« J'allais mal ; tout va mal ; je me désinstallais, j'attendais la fin. Quand j'ai rencontré Victorien Salagnon, il ne pouvait être pire, il l'avait faite tout entière la guerre de vingt ans qui nous obsède, qui n'arrive pas à finir, il avait parcouru le monde entier avec sa bande armée, il devait avoir du sang jusqu'aux coudes. Mais il m'a appris à peindre. Il devait être le seul peintre de toute l'armée coloniale, mais là-bas on ne faisait pas attention à ces détails. Il m'apprit à peindre, et en échange je lui écrivis son histoire.
Il dit, et je pus montrer, et je vis le fleuve de sang qui traverse ma ville si paisible, je vis l'art français de la guerre qui ne change pas, et je vis l'émeute qui vient toujours pour les mêmes raisons, des raisons françaises qui ne changent pas. Victorien Salagnon me rendit le temps tout entier, à travers la guerre qui hante notre langue. »
L'histoire commence avec la première guerre du Golfe : le narrateur, en pleine crise personnelle, fait la connaissance d'un ancien militaire devenu peintre, Victor Salagnon. À travers les souvenirs de Salagnon défilent cinquante ans d'histoire de France revue à travers le fait militaire : la Deuxième guerre mondiale, l'Indochine, l'Algérie. Au-delà du récit d'une amitié entre deux hommes, une interrogation sur la France contemporaine, en dehors de toute idéologie.
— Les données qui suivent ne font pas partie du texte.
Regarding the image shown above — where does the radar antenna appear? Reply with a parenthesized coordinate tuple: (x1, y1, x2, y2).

"L'Art français de la guerre": le titre s'avère déstabilisant. Le lecteur vierge de toute exposition à la promotion s'attend à un essai sur la guerre, ou pire, à un essai de stratégie militaire française, égrenant les sempiternelles bataille d'Austerlitz, débâcle de 40 ou noyade tricolore dans la cuvette de Dien Bien Phû. Pitié!
Puis on découvre la page 99:
Divine surprise, en parcourant celle-ci, on ne flirte pas avec l'art de la guerre, mais celui de la description.
Ecrire, c'est comme dominer un Rubik's cube. Parvenir à imbriquer des mots simples, jusqu'à toucher l'harmonie du bout des doigts. Eviter le mélange de mots usités, pompeux, indigestes, consacrant un gloubiboulga cité en référence entre deux postillons dans certains dîners en ville. Ici, point de descriptions dantesques façon Voie Royale de Malraux. Au contraire, place à des descriptions brutes, limpides et percutantes façon, oui oui, Pagnol. Exemple: "Le sang avait noirci, sa tête penchait sur son épaule, il avait les yeux clos et la bouche ouverte". Bingo, l'image d'un pantin blême s'affiche directement dans notre esprit. Chez Pagnol, la phrase "Il était tombé sous la pluie, sur des touffes de plantes froides dont il ne savait pas les noms" procure un effet identique: un souffle froid ne caresse-t-il pas votre joue droite en la lisant?